2

Is there a way to search for 2 or more spaces in a row between letters, using findstr from the Windows command line?

Example:

Hello world!  - nomatch wanted
Hello  world! - match wanted

What is regular expression syntax?

Also, can you please help me to understand the following command line session (difference between [ ] and [ ]*; the second command returns nothing):

c:\1>findstr -i -r  "view[ ]*data.sub" "view data sub.acf"
View Data Sub.ACF:            "].DATE_STAMP)>=[Forms]![MainNav]![View Data Sub]"
View Data Sub.ACF:            "].DATE_STAMP)<[Forms]![MainNav]![View Data Sub]"

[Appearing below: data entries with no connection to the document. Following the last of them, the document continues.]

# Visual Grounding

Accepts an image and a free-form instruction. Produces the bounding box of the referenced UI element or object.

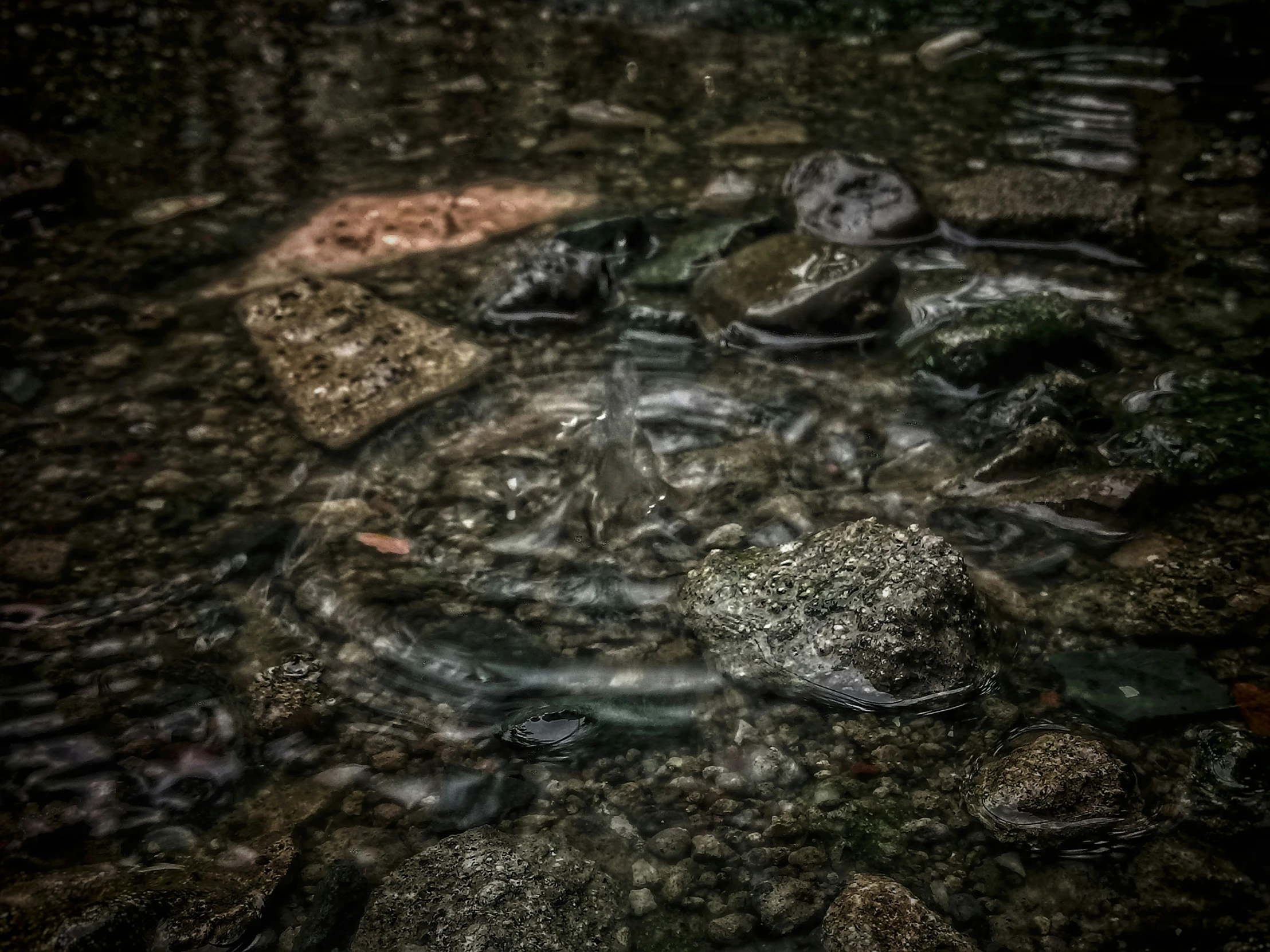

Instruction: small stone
[648,827,692,863]
[239,278,490,449]
[628,886,657,918]
[821,875,975,952]
[1049,648,1230,730]
[705,119,809,146]
[782,152,935,245]
[0,536,71,584]
[706,912,758,946]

c:\1>findstr -i -r  "view[ ]data.sub" "view data sub.acf"

c:\1>

PS: Just curious; I know about awk, perl, C# etc., but what about findstr?

tshepang
  • 12,111
  • 21
  • 91
  • 136
user1380142
  • 31
  • 1
  • 2
  • 6

2 Answers2

4

If you just want to find two consecutive spaces:

findstr /C:"  " input.txt

Or in a case-insensitive regular expression:

findstr /R /I /C:"lo  wo" input.txt

The important bit is the /C: in front of the pattern. This tells findstr to treat the pattern as a literal string. Without it, findstr splits the pattern into multiple patterns at spaces. Which, in my experience, is never what you want.

Update

To do two or more spaces between letters:

findstr /R /I /C:"[a-z]   *[a-z]" input.txt

Note that there are three spaces in the pattern. This matches a letter, two spaces followed by zero or more spaces (i.e. two or more spaces) and another letter.

arx
  • 16,686
  • 2
  • 44
  • 61
  • In fact I need to detect 2 **or more** spaces between "words". I know `findstr` pretty well. What I don't know is whether a trick exists to use it for a problem I've just described. (IMHO, instead of using "c:" switch, we can always use simple old kind `find`, not `findstr`) – user1380142 May 07 '12 at 22:26
  • @user1380142: find doesn't do regular expressions, as far as I know. – Harry Johnston May 08 '12 at 05:46
  • The answer works as written, but be careful with regex character class ranges. They do not work the way you think. `[a-z]` matches all upper and lower alpha characters (including non-English diacriticals) except for `Z`, even if the search is case sensitive. An equivalent search without the `/I` option would be `findstr /R /C:"[a-zZ] *[a-zZ]" input.txt`. See the section titled "Regex character class ranges [x-y]" near the bottom of http://stackoverflow.com/a/8844873/1012053 for more info. – dbenham Jun 07 '12 at 02:36
0

To find two or more consecutive spaces between letters:

C:\Users\harry> findstr /i /r /c:"o  [ ]*w" test.txt
Hello  world!
Hello   world!

Translation: match lines containing 'o', two spaces, zero or more spaces, 'w'. (The square brackets are redundant, but add clarity.) Presumably, you already know that findstr /? will give you a summary of the regular expression syntax?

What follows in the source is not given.